Imposées en leur temps par le chancelier social-démocrate Gerhard Schröder pour juguler le chômage, ces lois, qui ont conduit à la précarisation d’une partie de la population sous-employée, qui n’ont pas de syndicats pour les défendre, ont été applaudies par le business en même temps que l’écart s’accroissait avec les nouveaux riches, comme Friedrich Merz. Elles restent un ferment permanent de cette frustration multiforme véhiculée par les réseaux sociaux, les médias, les discours populistes de tous bords, prenant de vitesse les grands partis traditionnels qui ne parviennent à adapter leurs comportements, se perdant dans des querelles internes sur la façon d’y répondre.

Les limites du gouvernement au centre

Peut-être parce qu’elle venait de l’ex-RDA communiste, Angela Merkel a construit son système de gouvernement sur la recherche du compromis entre les valeurs traditionnelles de son parti - sécurité, gestion de père de famille sans endettement - et les thèmes chers à ses partenaires de gouvernement potentiels – abandon du nucléaire, famille nouvelle, salaire minimum. Ce gouvernement au centre, sans véritables débats, a atteint ses limites.
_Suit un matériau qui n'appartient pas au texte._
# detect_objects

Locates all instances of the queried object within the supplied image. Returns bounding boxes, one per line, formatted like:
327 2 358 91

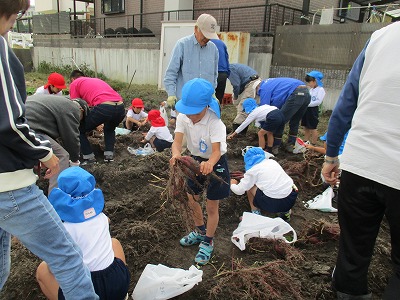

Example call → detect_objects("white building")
35 0 94 15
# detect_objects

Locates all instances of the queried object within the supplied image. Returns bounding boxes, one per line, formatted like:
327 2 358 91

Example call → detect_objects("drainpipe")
139 0 143 29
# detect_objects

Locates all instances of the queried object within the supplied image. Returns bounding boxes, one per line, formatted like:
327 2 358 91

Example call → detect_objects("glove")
167 96 177 107
69 160 81 167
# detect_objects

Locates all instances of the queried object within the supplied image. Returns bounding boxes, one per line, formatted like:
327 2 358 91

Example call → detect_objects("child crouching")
231 147 298 222
36 167 130 300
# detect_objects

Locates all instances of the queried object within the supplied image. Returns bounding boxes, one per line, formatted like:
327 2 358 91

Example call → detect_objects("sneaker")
81 157 97 166
276 209 292 223
271 146 279 155
285 144 294 153
194 242 214 266
179 231 205 247
104 155 114 162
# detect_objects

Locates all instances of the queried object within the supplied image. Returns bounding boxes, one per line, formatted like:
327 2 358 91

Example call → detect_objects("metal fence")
83 4 302 37
17 4 302 37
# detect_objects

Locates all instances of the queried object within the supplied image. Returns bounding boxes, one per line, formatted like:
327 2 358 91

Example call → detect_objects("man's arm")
164 41 183 96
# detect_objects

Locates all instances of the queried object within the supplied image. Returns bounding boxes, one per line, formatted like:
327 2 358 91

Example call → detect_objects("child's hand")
200 161 214 175
226 132 236 140
169 153 182 166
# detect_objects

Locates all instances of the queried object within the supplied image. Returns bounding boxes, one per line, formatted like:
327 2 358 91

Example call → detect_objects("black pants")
334 171 400 299
215 72 228 104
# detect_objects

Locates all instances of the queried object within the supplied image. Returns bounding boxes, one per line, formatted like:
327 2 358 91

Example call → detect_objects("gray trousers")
42 134 69 195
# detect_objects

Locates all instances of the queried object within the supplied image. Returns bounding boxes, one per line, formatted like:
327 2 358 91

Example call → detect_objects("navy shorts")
187 155 231 200
301 106 319 129
153 138 172 152
260 109 285 133
253 189 298 213
58 257 131 300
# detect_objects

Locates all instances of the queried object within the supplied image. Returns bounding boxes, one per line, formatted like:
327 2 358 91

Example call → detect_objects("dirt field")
0 82 391 299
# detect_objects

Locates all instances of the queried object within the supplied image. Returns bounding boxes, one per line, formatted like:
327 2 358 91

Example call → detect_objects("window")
101 0 125 14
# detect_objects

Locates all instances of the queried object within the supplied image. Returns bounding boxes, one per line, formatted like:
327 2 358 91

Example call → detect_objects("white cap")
196 14 219 40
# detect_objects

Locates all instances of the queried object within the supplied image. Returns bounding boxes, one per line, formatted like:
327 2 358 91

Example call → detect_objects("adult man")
164 14 219 107
35 73 67 96
256 77 311 155
69 70 125 165
322 22 400 299
0 0 98 300
25 94 89 194
211 39 230 104
229 64 261 134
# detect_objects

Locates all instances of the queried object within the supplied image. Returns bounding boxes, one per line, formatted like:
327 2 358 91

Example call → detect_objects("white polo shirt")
175 109 227 159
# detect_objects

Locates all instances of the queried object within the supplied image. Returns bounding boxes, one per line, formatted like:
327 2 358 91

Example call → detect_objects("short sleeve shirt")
175 109 227 159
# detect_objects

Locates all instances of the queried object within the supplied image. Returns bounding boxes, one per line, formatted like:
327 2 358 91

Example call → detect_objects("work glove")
69 160 81 167
167 96 177 107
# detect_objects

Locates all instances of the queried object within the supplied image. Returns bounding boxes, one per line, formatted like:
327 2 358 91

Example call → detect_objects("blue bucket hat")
175 78 221 118
49 167 104 223
307 70 324 86
243 98 258 114
244 147 266 171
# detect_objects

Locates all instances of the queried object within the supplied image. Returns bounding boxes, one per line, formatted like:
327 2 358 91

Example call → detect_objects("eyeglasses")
242 146 253 156
17 10 26 20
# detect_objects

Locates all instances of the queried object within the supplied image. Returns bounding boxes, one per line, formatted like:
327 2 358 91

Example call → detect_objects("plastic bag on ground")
132 264 203 300
231 212 297 251
293 138 308 154
127 143 156 156
304 187 337 212
160 105 168 126
115 127 131 135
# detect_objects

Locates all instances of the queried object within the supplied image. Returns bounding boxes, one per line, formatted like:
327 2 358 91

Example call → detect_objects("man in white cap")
164 14 219 107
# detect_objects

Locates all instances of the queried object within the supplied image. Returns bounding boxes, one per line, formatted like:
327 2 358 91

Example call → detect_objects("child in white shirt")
231 147 298 222
142 109 174 152
124 98 147 131
170 78 230 265
36 167 130 300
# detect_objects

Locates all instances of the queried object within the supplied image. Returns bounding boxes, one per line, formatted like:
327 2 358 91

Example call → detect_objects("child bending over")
124 98 147 131
231 147 298 222
228 98 285 153
142 109 174 152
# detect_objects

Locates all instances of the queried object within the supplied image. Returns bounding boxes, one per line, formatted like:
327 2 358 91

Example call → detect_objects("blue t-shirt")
258 77 305 109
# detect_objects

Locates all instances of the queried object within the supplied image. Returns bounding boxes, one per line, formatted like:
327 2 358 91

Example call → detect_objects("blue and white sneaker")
179 231 205 247
194 242 214 266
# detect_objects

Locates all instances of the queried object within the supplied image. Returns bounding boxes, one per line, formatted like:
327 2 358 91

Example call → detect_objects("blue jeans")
0 184 99 300
80 104 125 159
275 87 311 145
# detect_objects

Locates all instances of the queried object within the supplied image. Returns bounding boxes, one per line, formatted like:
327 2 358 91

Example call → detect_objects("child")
231 147 297 222
125 98 147 131
170 78 230 265
142 109 174 152
306 131 349 155
301 71 325 145
35 73 67 96
228 98 285 153
36 167 130 300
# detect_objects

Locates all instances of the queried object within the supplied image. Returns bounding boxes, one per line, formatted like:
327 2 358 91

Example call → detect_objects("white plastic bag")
127 143 156 156
132 264 203 300
304 187 337 212
231 212 297 251
293 138 309 154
Ce sera au parti désormais d’animer ces débats, plus libre de ses mouvements, en tentant de rester en symbiose avec une chancelière qui doit gouverner en respectant l’accord de gouvernement qu’elle a signé avec ses adversaires sociaux-démocrates.
L’un des grands axes de ce contrat de coalition, adopté alors que l’ancien président du parlement européen, Martin Schulz, n’avait pas encore été évincé de la présidence du SPD, était le renforcement de l’intégration européenne. La CDU restera-t-elle dans la tradition des pères fondateurs, aura-t-elle le courage, dans le climat actuel, de pousser la chancelière, toujours prudente, à aller de l’avant, notamment sur la défense européenne et le renforcement de la zone euro ? Le climat ambiant en Europe ne s’y prête pas et la crise que connaît la France, à quelques mois des élections européennes, ne lui facilitera pas la tâche si tant est qu’elle en ait la volonté.